Referring back to Figure 8 it is observed that those frequencies greater than ωa are not recognized by the
A/D converter and thus the sampling frequency of the sample data system would be defined as ωs ≥ 2ωa.
Additionally, the frequencies present within the filtered input signal would be those less than ωa. Note
however, that the portion of the signal frequencies least distorted are those between ω=O and ωp and
those within the transition band are distorted to a substantial degree, though it was originally desired to
limit the signal to frequencies less than the cutoff ωp, because of the non-ideal frequency response the
true Nyquist frequency occurred at ωa. We see then that the sampled-data system could at most be
accurate for those frequencies within the antialiasing filter passband.

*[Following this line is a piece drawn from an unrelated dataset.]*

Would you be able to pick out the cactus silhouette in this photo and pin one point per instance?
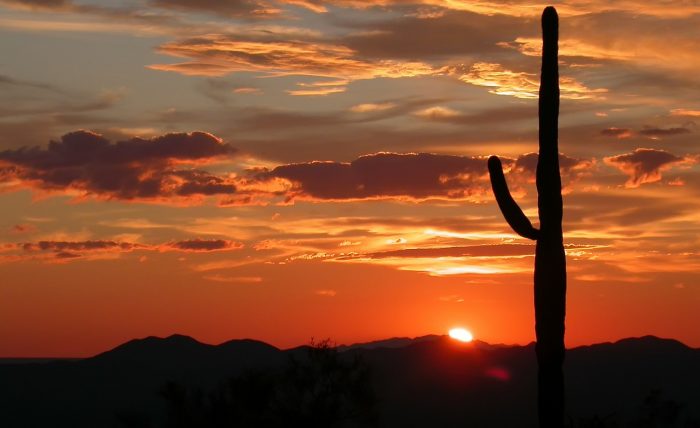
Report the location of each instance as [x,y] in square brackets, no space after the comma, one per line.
[550,261]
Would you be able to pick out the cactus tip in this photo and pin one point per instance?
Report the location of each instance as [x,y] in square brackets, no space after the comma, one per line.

From the above example, the design of an antialiasing filter appears to be quite straight forward. Recall
however, that all waveforms are composed of the sums and differences of various frequency components
and as a result, if the response of the filter passband were not flat for the desired signal frequency
spectrum, the recovered signal would be an inaccurate summation of all frequency components altered by
their relative attenuations in the pass-band.
Additionally the antialiasing filter design should not neglect the effects of delay. As illustrated in Figure 8
and Figure 9b, delay time corresponds to a specific phase shift at a particular frequency. Similar to the flat
pass-band consideration, if the phase shift of the filter is not exactly proportional to the frequency, the
output of the filter will be a waveform in which the summation of all frequency components has been
altered by shifts in their relative phase. Figure 9b further indicates that contrary to the roll off rate, the
higher the filter order the more non-ideal the delay becomes (increased delay) and the result is a distorted
output signal.
A final and complex consideration to understand is the effects of sampling. When a signal is sampled the
end effect is the multiplication of the signal by a unit sampling pulse train as recalled from Figure 3a, c and
e. The resultant waveform has a spectrum that is the convolution of the signal spectrum and the spectrum
of the unit sample pulse train, i.e. Figure 3b, d, and f. If the unit sample pulse has the classical sin X/X
spectrum of a rectangular pulse, see Figure 13, then the convolution of the pulse spectrum with the signal
spectrum would produce the non-ideal sampled signal spectrum shown in Figure 10a, b, and c.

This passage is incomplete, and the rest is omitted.